The issue was discovered when another cryptocurrency mining service called NiceHash found that some of their DNS settings had been changed on GoDaddy without authorization. The changes were redirecting email and web traffic. In response, the company froze all customer funds for 24 hours until they were able to fix the problem and assure customers that their money was safe. They posted a blog to customers and said, "At this moment in time, it looks like no emails, passwords, or any personal data were accessed, but we do suggest resetting your password and activate 2FA security."
The hacker was linked to an email address at GoDaddy, and the culprit attempted to reset passwords on various other platforms like Slack and Github using credential stuffing from the email accounts they had taken over. Founder of NiceHash Matjaz Skorjanc had this to say "We detected this almost immediately [and] started to mitigate [the] attack. Luckily, we fought them off well, and they did not gain access to any important service.

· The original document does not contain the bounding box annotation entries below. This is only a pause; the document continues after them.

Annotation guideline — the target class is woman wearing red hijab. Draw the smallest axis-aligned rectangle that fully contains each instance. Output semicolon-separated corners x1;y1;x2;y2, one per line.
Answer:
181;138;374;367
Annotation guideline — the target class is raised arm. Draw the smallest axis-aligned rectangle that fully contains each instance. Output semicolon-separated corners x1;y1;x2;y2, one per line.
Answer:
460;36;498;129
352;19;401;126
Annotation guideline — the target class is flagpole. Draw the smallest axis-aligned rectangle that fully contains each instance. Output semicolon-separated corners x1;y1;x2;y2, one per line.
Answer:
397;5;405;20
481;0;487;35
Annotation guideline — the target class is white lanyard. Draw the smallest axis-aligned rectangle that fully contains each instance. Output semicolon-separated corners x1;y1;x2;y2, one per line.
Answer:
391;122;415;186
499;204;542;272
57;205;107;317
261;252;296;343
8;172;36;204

Nothing was stolen."
Both cryptocurrency companies had their email redirected to privateemail.com, a service associated with Namecheap Inc., which sells domains and web hosting services as well.
KrebsOnSecurity performed some analysis on the attack and found that various other cryptocurrency platforms (Celsius.network, Wirex.app, and Bibox.com) were also targeted.

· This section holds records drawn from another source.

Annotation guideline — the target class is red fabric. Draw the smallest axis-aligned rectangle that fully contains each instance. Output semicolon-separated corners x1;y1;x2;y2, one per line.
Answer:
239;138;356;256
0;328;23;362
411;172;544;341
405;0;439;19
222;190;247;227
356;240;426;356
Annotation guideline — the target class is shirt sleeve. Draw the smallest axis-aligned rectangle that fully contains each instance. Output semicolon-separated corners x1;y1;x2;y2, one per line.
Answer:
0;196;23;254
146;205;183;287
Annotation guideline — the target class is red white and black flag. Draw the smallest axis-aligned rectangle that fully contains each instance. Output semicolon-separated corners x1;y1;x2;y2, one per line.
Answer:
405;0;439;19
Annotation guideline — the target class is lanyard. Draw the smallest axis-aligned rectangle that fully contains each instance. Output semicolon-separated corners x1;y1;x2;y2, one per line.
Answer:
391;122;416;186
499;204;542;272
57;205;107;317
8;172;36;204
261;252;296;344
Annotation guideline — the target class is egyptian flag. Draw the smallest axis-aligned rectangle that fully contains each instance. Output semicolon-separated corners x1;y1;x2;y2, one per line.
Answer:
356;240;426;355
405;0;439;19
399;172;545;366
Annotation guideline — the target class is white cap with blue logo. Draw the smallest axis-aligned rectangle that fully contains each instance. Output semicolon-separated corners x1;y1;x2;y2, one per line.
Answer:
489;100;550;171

Krebs also contacted GoDaddy about the attack, who immediately minimized the issue, saying that "a small number" of accounts had been affected and changed and that only a "limited" few employees had fallen for the social engineering scam. Dan Race, a spokesperson for GoDaddy, said, "Our security team investigated and confirmed threat actor activity, including social engineering of a limited number of GoDaddy employees."

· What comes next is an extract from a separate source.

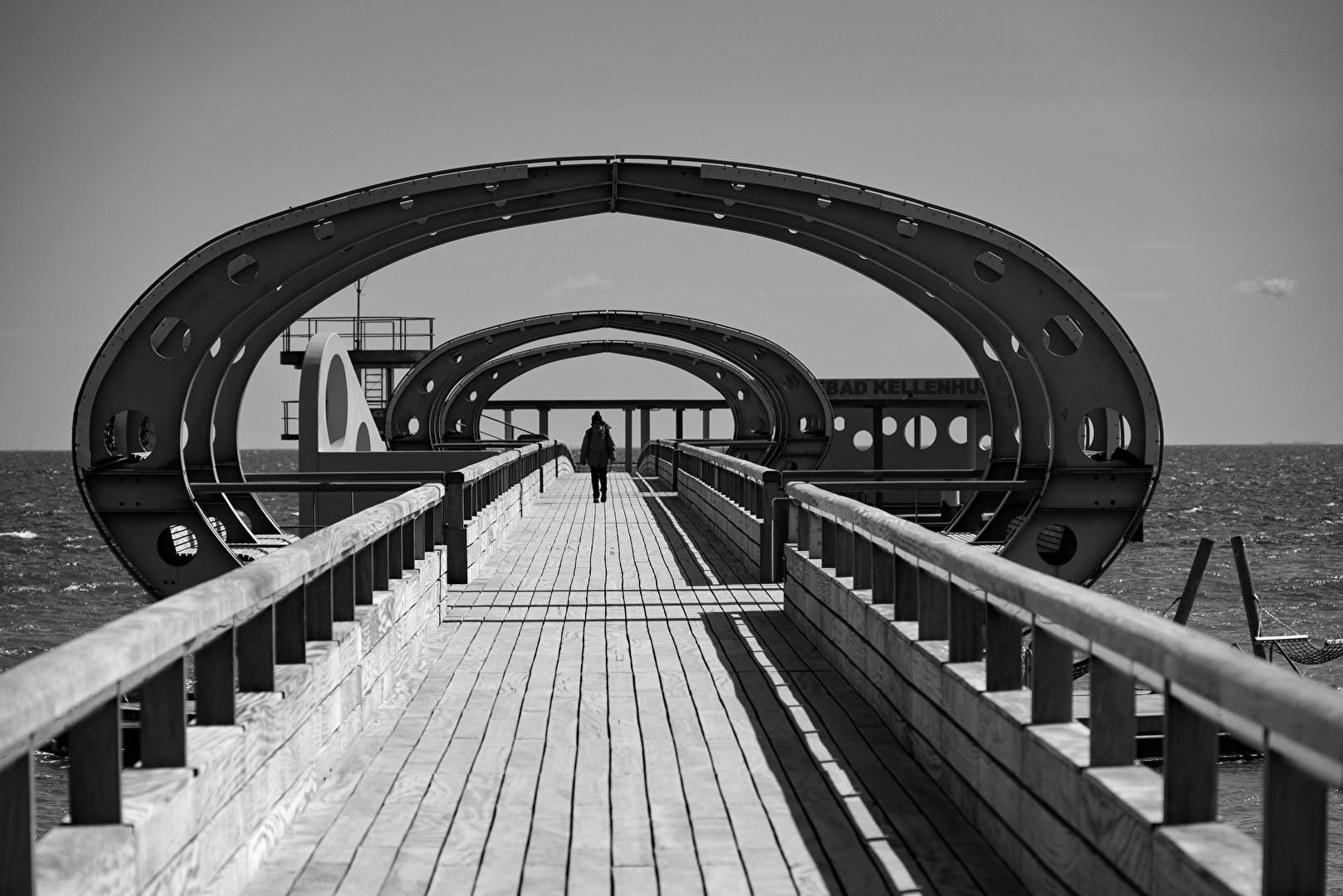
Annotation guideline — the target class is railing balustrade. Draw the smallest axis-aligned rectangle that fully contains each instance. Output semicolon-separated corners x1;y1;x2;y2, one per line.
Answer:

Race further explained that "We immediately locked down the accounts involved in this incident, reverted any changes that took place to accounts, and assisted affected customers with regaining access to their accounts," GoDaddy's statement continued. "As threat actors become increasingly sophisticated and aggressive in their attacks, we are constantly educating employees about new tactics that might be used against them and adopting new security measures to prevent future attacks."
It is unclear how the GoDaddy employees were tricked into handing over the accounts, and GoDaddy declined to comment on that.
Social Engineering Dangers
As defined by Webroot security professionals, "Social engineering is the art of manipulating people, so they give up confidential information.” Threat actors use various techniques to trick unsuspecting victims into giving up login credentials, bank and credit card information, and personal details that may be used for identity theft.
Cybersecurity professionals see more of these types of attacks occurring, especially this year. An example of a social engineering attack might be getting an email from a trusted friend who wants help or shares something interesting. The thing is, the hackers have taken control of your friend's email account, and it didn't come from someone you know. They might also spoof your friend's email address.
The goal is to get you to download something or click a link and visit a malicious website where you log in or provide information that is then stolen. Typically, social engineering attacks work on emotion. They either urge you to do something quickly by inciting fear, excitement, or curiosity. Or they might tap into greed and lure you in by promising a big return on an investment or saying you have won a prize.
Scammers use various techniques by alerting you to a problem that immediately needs to be fixed. You click before thinking, and now you are a victim.
The best way to stay safe is to always verify the information before acting. Never click a link in an email, and if something sounds too good to be true, it is.